West & Central Africa

Hopes fade for Congo peace as Catholic bishops step aside

The conference of Catholic bishops (CENCO) in the Democratic Republic of Congo, negotiating a peaceful transition of power after President Joseph Kabila’s tenure of 17 years in power expired in December 2016, has withdrawn from the talks.
The bishops, giving their reason for stepping aside, said, “We think that there’s no longer anything to do.”

Donatien Nshole, secretary general of CENCO, told Reuters. “We have given all our time and all our energy and in the meantime pastoral work suffers.” The bishops said the politicians have acted selfishly and have failed to “prioritise the interests of the nation”.

While a basic framework for a power-sharing in the country was reached last year but agreement over the details have been difficult to reach. The bishops say politicians have not agreed on the choice of a transitional prime minister.

Earlier in January, the bishops had warned that the deal was at risk due to insincerity on the part of the politicians. This is hampering attempts to reach a compromise, they claimed.

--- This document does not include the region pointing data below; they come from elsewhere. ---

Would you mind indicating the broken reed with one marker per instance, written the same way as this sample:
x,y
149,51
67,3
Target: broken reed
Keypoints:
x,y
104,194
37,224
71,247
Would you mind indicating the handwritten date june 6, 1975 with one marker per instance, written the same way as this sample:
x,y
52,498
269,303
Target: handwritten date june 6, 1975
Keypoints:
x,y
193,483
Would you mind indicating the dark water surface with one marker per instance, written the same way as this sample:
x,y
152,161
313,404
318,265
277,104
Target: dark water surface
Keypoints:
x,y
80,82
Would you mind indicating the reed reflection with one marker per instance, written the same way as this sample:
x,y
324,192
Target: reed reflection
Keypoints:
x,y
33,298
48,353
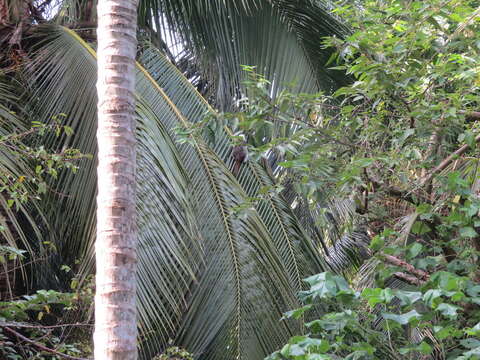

Soon after the collapse of talks, yesterday, Tuesday 28 March, demonstrators took to the streets burning tyres on the streets in several areas in Kinshasa forcing shops and schools to close.

At least 40 people have been killed in violence since last December when Kabila refused to conduct elections citing lack of funds.

Responding to the pulling out of the Bishops, Congo’s main opposition alliance, UPDS coalition, in a statement said, “I call on the Congolese people to mobilise themselves for a big peaceful march throughout the republic and the Diaspora,” “I call on our millions of supporters … to resist the dictatorship taking root in our … country.”

There are increasing fears that this will plunge the country into another protracted war.